Tackling the environmental causes of conflict

  • Annual world military spending is nearly $800,000,000,000 - US budget alone is nearly 50% of this (approx $400bn); UK budget is approx $40bn (£25bn)
  • Spending some of this money on environmental and social issues could prevent many conflicts, eg clean water (6000 children die every day from lack of clean water/ poor sanitation), renewable energy (eg solar, wind) would reduce dependence on oil, sustainable agricultural practices would prevent soil erosion/ deforestation and hence provide food security.
  • Extra cost of universal education, halving poverty and cutting child deaths by three quarters is estimated at $25bn per year (UNICEF, as quoted in Independent 21/05/03)

References

(web links correct as of July 2003)

The Ecologist (2003) War on the environment. Vol. 33, no. 4, p44-45. May. http://www.theecologist.org/

Friends of the Earth (2003) War in Iraq: why Friends of the Earth is opposed.

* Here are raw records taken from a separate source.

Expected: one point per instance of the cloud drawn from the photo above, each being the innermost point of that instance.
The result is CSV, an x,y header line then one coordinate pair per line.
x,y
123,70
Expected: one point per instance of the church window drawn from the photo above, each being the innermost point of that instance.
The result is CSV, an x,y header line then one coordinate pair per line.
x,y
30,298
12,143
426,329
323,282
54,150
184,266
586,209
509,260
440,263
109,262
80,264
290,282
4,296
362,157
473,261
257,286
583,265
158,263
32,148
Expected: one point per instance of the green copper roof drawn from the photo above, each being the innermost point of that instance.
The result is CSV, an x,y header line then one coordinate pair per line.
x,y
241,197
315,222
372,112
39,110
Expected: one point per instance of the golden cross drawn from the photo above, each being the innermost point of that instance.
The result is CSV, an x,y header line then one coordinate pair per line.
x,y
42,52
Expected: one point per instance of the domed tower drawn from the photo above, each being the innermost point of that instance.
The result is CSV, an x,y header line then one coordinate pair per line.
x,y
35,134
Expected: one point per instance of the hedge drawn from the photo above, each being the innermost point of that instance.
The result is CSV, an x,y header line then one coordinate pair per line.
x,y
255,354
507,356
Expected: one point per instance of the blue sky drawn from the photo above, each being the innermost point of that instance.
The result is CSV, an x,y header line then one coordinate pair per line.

February, 13th. http://www.foe.co.uk/

Medact (2002) Collateral Damage: the health and environmental costs of war on Iraq. http://www.medact.org/

New Scientist (2002) Afghanistan faces an environmental crisis. January. http://www.newscientist.com/news/news.jsp?id=ns99991733

New Scientist (2003) Future looks bleak for Iraq's fragile environment. March 15th, p12-13.